Over the weekend, Gorsuch earned considerable backlash for this bare-faced performance. The Washington Post’s Ruth Marcus, whose questions about Gorsuch’s masklessness to the Court’s public information office went unanswered, criticized his choice as emblematic of the selfishness and irresponsibility that has frustrated the nation’s COVID-19 pandemic response. Although all nine justices are vaccinated and boosted, the contagiousness of the omicron variant means that breakthrough cases remain a real possibility. On a nine-person body with five members over age 65 and three over 70, this seems like a relevant consideration for everyone involved!
“Like his colleagues, he had a choice about whether to wear a mask,” Marcus wrote. “Unlike them, he chose poorly.”
If Gorsuch heard any of this criticism, he decided not to act on it. On Monday, when the justices reconvened to hear oral argument in Gallardo v. Marstiller, he was again the only one to take the bench without a mask, per the Associated Press’s Mark Sherman. Sotomayor, whose seat is next to Gorsuch’s in the courtroom, again opted to ask questions from her chambers.
Gorsuch’s conduct contrasts starkly with the rules enforced against lawyers at the Supreme Court, who are required to wear N95 or KN95 masks throughout the building except while actually arguing their case. Journalists and lawyers also have to get a negative PCR test for COVID-19 before entering, and any lawyer who tests positive has to participate remotely. (This, incidentally, was the case on Friday, as two of the lawyers arguing against vaccine rules came down with COVID-19.) Only the justices, essential staff, the lawyers in the cases, and a handful of reporters are allowed inside the building, which remains closed to the general public. An implicit exception from the mask-wearing requirement for the justices is one that Gorsuch is apparently happy to exploit.
Maskless Gorsuch is single-handedly proving why rules requiring vaccines or masks—something of which he and his fellow conservatives were quite skeptical last week—actually make a lot of sense. As Justice Elena Kagan pointed out during oral argument on Friday, workplaces are particularly fraught places during the pandemic because workers have no choice but to show up, and no control over what their colleagues do. “You have to be there for eight hours a day. You have to be there in the exact environment that the workplace is set up with,” she said. “And you have to be there with a bunch of people you don’t know, and who might be completely irresponsible.”

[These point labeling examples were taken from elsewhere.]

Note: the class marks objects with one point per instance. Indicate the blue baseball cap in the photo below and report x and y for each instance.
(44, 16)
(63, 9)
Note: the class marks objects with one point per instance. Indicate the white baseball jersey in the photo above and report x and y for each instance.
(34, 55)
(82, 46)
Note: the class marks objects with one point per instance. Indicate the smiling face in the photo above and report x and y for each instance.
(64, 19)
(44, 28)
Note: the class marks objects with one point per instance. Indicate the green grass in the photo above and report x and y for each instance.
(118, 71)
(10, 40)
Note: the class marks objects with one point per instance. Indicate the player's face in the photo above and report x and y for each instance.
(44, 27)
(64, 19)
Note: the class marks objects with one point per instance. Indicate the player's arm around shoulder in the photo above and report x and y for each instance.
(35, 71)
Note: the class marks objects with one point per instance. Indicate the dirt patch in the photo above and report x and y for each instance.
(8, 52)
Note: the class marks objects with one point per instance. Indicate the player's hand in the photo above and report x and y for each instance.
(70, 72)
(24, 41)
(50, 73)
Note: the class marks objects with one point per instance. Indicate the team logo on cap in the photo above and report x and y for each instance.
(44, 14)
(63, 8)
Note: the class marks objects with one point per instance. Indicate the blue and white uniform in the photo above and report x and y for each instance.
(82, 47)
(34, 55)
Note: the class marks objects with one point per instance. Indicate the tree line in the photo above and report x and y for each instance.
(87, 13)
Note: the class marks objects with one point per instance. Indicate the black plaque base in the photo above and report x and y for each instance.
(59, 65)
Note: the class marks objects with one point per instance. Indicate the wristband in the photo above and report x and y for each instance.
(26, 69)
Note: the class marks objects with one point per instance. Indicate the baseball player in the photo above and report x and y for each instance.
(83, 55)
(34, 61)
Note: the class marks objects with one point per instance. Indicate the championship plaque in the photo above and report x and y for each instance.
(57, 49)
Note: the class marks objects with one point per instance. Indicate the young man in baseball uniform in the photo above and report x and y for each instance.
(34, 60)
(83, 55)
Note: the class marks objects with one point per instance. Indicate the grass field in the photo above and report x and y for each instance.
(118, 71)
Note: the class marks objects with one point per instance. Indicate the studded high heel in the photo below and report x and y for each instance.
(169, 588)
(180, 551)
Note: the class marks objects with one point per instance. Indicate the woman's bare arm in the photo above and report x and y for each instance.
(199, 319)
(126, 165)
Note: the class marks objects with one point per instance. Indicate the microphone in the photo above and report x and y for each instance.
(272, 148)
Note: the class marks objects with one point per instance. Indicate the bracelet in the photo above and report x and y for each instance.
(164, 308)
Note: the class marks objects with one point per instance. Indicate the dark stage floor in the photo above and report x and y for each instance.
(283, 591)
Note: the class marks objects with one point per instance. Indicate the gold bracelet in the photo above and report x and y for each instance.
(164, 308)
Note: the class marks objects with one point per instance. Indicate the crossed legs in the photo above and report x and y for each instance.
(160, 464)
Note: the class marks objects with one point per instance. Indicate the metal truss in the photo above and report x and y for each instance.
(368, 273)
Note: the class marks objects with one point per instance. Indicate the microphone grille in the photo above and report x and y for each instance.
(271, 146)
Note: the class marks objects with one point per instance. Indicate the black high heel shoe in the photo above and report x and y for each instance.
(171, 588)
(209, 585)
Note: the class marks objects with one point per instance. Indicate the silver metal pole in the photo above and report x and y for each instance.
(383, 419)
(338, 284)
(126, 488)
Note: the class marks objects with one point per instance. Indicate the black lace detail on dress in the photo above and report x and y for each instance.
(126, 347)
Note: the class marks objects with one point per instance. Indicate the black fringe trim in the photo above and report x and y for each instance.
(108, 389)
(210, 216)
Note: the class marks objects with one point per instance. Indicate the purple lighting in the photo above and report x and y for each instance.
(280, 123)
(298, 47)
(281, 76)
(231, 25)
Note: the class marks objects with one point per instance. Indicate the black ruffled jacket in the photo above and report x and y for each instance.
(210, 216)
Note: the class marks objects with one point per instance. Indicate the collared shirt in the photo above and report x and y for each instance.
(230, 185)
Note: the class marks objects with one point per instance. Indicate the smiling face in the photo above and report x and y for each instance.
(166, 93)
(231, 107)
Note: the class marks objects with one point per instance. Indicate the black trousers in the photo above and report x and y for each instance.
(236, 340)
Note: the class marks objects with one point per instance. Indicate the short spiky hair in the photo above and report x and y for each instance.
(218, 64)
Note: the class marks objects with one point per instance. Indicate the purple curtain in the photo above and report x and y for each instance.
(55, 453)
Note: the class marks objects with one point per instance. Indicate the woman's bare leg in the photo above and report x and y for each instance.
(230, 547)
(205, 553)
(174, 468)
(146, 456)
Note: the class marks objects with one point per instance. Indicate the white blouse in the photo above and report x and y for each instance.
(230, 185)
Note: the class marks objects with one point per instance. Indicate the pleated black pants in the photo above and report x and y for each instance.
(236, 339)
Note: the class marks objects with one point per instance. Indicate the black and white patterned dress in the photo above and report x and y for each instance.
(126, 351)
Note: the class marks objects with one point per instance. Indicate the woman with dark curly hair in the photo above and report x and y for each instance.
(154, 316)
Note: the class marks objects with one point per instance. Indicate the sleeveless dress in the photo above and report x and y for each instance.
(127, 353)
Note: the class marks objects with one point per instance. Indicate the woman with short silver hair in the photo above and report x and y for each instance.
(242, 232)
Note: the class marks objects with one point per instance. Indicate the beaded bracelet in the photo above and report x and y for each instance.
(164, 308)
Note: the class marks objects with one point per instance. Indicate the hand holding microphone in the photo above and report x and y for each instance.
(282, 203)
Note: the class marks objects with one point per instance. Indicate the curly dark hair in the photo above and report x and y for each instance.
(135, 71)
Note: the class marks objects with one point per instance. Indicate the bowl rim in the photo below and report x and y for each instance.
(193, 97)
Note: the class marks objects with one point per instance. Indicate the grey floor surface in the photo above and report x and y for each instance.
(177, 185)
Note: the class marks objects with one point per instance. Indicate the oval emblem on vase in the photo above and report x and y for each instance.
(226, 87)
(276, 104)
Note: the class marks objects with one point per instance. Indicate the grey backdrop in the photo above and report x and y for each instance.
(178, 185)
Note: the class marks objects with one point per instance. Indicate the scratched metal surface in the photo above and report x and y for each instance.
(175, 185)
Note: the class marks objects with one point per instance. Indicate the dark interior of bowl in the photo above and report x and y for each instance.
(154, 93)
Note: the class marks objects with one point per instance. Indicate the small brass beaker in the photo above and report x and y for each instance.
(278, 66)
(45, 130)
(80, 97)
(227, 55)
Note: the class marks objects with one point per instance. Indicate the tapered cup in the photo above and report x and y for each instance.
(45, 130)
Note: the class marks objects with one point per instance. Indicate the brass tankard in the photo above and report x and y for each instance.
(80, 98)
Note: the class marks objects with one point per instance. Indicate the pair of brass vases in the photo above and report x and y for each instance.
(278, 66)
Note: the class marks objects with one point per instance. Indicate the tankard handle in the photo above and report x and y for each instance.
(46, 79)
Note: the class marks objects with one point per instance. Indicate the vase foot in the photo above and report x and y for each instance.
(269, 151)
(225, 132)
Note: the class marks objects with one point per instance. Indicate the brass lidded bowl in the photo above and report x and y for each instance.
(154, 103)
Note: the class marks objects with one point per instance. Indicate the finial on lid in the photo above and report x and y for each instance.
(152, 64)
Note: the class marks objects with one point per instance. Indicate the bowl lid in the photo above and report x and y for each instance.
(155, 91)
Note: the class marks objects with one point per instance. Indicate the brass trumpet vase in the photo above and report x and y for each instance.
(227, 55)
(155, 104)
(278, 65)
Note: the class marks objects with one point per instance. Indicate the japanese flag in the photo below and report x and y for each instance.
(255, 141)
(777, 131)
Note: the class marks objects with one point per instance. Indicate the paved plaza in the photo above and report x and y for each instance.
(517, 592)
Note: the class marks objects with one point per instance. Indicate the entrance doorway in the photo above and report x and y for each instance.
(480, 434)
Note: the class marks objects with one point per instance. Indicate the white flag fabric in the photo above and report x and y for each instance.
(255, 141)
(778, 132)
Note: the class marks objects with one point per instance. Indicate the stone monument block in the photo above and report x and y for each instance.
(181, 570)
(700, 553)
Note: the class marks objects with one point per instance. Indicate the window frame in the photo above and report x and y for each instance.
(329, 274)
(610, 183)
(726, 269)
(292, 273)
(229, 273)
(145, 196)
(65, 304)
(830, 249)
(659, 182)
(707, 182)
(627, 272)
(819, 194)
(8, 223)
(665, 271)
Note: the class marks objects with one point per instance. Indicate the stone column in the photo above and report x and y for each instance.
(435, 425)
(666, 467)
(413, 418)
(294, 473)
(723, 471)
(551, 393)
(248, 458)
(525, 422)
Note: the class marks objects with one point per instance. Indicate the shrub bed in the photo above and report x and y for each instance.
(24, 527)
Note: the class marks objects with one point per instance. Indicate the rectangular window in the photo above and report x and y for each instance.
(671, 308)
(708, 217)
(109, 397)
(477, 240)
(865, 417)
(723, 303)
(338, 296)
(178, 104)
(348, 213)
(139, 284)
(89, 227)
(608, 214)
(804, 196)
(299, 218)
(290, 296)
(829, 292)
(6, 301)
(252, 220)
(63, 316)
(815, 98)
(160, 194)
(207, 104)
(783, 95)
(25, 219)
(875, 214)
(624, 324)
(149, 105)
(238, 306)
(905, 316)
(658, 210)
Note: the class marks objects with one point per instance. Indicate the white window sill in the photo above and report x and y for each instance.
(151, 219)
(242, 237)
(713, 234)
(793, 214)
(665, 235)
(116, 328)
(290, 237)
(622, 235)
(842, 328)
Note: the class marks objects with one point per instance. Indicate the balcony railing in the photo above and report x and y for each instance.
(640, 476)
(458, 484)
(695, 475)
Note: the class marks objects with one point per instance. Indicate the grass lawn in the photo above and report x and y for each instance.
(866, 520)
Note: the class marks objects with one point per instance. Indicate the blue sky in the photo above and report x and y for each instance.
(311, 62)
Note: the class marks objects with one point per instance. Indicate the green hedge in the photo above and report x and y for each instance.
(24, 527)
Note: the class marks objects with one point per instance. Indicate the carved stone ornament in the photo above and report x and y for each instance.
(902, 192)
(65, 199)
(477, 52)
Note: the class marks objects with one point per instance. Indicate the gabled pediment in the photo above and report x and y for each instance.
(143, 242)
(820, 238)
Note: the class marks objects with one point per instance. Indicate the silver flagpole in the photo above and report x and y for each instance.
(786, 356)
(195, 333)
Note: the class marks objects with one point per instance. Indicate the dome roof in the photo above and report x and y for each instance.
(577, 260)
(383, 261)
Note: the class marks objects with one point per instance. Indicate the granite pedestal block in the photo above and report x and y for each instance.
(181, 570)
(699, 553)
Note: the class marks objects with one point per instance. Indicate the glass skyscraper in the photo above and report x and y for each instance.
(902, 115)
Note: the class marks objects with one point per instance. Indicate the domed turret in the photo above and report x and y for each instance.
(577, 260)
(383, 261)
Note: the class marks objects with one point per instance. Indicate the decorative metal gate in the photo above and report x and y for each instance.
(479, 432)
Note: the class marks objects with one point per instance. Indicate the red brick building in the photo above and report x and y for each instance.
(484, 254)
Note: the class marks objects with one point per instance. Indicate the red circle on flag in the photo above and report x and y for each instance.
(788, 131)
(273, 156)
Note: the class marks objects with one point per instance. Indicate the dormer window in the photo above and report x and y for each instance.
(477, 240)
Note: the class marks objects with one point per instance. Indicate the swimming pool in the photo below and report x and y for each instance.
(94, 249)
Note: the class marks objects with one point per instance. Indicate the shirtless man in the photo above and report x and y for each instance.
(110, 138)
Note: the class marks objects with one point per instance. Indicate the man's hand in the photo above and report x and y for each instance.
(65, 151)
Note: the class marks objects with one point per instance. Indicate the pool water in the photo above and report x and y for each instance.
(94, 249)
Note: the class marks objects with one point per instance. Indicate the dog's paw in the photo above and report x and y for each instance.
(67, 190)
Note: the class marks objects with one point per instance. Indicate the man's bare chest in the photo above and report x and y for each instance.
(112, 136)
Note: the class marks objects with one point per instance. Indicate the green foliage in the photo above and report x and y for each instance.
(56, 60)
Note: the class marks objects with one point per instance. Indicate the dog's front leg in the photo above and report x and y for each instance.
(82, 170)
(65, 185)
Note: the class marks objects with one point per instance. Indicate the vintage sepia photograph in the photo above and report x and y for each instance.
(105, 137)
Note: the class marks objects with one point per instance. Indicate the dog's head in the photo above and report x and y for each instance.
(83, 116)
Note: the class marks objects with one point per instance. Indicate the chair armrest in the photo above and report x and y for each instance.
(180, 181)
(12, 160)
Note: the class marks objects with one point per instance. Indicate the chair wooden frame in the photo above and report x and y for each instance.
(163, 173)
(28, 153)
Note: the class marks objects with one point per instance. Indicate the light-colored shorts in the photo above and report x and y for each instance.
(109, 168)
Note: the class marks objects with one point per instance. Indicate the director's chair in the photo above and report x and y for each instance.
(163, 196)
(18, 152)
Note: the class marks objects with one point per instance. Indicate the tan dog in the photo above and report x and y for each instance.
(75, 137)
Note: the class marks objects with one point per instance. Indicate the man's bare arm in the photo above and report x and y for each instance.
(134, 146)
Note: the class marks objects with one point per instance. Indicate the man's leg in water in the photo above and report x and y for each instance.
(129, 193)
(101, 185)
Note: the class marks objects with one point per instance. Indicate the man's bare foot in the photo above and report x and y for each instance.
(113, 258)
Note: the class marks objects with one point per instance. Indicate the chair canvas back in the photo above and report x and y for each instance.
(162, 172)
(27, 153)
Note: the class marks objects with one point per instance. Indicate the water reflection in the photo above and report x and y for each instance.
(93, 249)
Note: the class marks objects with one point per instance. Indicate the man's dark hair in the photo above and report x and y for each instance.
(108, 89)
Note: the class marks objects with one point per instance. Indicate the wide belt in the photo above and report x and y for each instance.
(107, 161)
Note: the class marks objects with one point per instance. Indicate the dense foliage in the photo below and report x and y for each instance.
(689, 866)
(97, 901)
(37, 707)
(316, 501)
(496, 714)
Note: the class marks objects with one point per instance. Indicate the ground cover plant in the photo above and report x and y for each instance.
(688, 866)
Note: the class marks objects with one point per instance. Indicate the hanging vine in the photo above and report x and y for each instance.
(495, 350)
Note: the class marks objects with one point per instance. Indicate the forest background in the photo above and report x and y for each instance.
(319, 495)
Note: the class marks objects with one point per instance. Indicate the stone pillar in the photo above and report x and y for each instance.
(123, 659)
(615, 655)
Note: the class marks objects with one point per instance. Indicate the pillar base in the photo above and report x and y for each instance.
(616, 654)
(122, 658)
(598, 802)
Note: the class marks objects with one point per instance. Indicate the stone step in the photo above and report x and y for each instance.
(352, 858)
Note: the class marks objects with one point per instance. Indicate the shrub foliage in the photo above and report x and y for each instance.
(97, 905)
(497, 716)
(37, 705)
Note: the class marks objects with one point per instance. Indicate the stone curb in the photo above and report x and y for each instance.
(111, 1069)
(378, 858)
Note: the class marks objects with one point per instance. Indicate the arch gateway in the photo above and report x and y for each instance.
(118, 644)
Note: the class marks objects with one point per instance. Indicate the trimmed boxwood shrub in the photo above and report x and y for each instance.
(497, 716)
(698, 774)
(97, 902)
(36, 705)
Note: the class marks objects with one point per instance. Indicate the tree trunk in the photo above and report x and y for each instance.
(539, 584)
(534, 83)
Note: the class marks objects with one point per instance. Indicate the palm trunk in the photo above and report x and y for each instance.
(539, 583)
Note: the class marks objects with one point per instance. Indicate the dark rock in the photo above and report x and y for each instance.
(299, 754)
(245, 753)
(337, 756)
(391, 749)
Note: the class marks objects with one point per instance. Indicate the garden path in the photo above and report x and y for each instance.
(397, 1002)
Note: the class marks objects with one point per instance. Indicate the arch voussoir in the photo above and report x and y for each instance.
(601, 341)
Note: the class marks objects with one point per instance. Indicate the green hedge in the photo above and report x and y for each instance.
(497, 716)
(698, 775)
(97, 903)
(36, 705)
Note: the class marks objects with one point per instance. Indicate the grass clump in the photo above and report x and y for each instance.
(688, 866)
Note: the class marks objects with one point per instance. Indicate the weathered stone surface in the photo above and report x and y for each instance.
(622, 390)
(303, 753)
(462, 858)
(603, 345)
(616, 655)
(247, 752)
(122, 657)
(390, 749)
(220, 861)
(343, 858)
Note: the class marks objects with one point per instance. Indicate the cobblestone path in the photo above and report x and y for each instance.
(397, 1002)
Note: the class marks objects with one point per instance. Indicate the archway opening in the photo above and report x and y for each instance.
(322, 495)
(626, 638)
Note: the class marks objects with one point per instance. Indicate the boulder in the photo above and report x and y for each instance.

As the pandemic enters its third year, mask-wearing has become a pretty common expectation in most public places; as Marcus noted, Gorsuch would be required to wear one basically anywhere else in D.C., from the grocery store to the pharmacy to his next speaking engagement at the Trump International Hotel. By publicly refusing to do so, Gorsuch aligns himself with some of the pandemic’s most insufferable people: the trolling culture warriors who are proud not to give a shit about anyone but themselves. Had Kagan wanted to drive home her point about “completely irresponsible” colleagues any further, she could have simply gestured a few seats down.